Illegals cannot be on the public system at all. It’s “cash up front, no reimbursement”.

Malpractice cases are handled by special courts, judges only. The lawyers don’t get contingency fees, therefore no big payoffs. The government pays for the malpractice insurance of the “public sector” doctors, and their medical education as well.

Lots of drugs available in the U.S. are not available there, for the simple reason that the government doesn’t want to pay for them. In the private system, you can get them. In the public system, you can’t.

Government subsidies (like malpractice insurance, medical education and many drugs) are not included in the cost of care numbers. There are also varying subsidies in the different political subdivisions of France as well as on the national level.

So, there are all sorts of differences in the various systems that make it hard, or even impossible, to compare apples to apples. One cannot legitimately make persuasive comparisons without disclosing very exquisite detail about the ones being compared, and making adjustments. In some cases, as with France vs the U.S., it isn’t possible to really compare.

This is scary. I have a health benefits card that I pay pre-tax dollars into. Currently we can buy OTC medications as well as prescriptions on it. Starting next year, only prescription drugs can be charged on it. I guess I’ll be getting a lot more prescriptions next year. :shrug:

I find this hard to believe. Requiring a facility or doctor not licensed in the US to get reimbursement? In fact, I think it likely the opposite–insurance refusing to pay for those procedures.

I agree… My point is coverage does not insure good care. :wink:

It has been discussed, but there is no major insurance that does this. Can you imagine the liability nightmare?

Yup. Presuming that the bill is still in existance in its current forum next year, though :wink:

I would guess that we could well be seeing more medical tourism in the future. If any of the big clinics have not been looking at land in Monterrey, I would say they aren’t thinking socialized medicine in the U.S. through.
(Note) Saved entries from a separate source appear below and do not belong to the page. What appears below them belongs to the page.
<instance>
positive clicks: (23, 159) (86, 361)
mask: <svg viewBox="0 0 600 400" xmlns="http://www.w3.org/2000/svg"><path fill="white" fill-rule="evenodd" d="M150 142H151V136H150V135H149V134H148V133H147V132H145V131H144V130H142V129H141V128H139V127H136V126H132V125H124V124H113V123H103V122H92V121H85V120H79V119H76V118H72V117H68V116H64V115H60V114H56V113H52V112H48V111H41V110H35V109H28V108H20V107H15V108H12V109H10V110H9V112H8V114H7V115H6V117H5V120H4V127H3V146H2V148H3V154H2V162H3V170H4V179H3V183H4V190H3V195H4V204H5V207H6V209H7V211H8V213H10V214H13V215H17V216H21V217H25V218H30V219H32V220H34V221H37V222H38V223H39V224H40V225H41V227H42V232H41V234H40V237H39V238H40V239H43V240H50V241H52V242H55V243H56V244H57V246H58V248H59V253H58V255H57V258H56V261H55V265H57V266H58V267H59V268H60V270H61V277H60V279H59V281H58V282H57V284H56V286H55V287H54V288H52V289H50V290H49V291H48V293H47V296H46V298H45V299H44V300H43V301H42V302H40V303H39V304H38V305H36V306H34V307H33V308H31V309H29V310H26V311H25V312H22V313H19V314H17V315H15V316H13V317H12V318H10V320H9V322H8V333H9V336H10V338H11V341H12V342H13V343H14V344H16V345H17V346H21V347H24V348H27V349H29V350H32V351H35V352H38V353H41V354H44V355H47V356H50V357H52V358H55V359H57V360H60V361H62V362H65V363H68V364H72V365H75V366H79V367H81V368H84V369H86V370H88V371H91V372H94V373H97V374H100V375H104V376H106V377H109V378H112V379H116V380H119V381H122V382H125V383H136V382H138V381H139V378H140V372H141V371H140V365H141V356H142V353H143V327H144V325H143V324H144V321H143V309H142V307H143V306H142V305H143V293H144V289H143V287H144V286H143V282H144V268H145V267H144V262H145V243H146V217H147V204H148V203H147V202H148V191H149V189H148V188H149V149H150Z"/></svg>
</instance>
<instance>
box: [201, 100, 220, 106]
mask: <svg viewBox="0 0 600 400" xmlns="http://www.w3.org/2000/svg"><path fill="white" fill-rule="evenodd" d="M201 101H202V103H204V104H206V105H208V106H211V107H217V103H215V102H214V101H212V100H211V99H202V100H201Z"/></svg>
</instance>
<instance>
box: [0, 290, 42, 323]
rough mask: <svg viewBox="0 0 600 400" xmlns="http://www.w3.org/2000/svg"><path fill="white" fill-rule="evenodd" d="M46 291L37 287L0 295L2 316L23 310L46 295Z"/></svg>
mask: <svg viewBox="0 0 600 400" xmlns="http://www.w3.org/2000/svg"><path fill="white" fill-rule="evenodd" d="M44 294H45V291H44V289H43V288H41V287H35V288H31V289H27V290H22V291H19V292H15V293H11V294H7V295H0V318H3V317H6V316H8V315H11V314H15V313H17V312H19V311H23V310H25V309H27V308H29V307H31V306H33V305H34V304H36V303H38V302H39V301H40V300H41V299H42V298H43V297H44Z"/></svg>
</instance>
If that’s the way it turns out, the poor Canadians will have to travel all the way to Mexico for the best treatment, instead of New York.

Alternatively, if the government allows a private medical sector the way France does, we’ll probably end up about the same way France has. A private sector used by about 30% of the population which gets better care, and a public sector that’s inferior by comparison.

The current health insurance law was designed to fail, and will fail. If this government is still around when it crashes, and the government single payer plan so beloved by the left is passed, most of us will be on “NP Medicaid with co-pays”.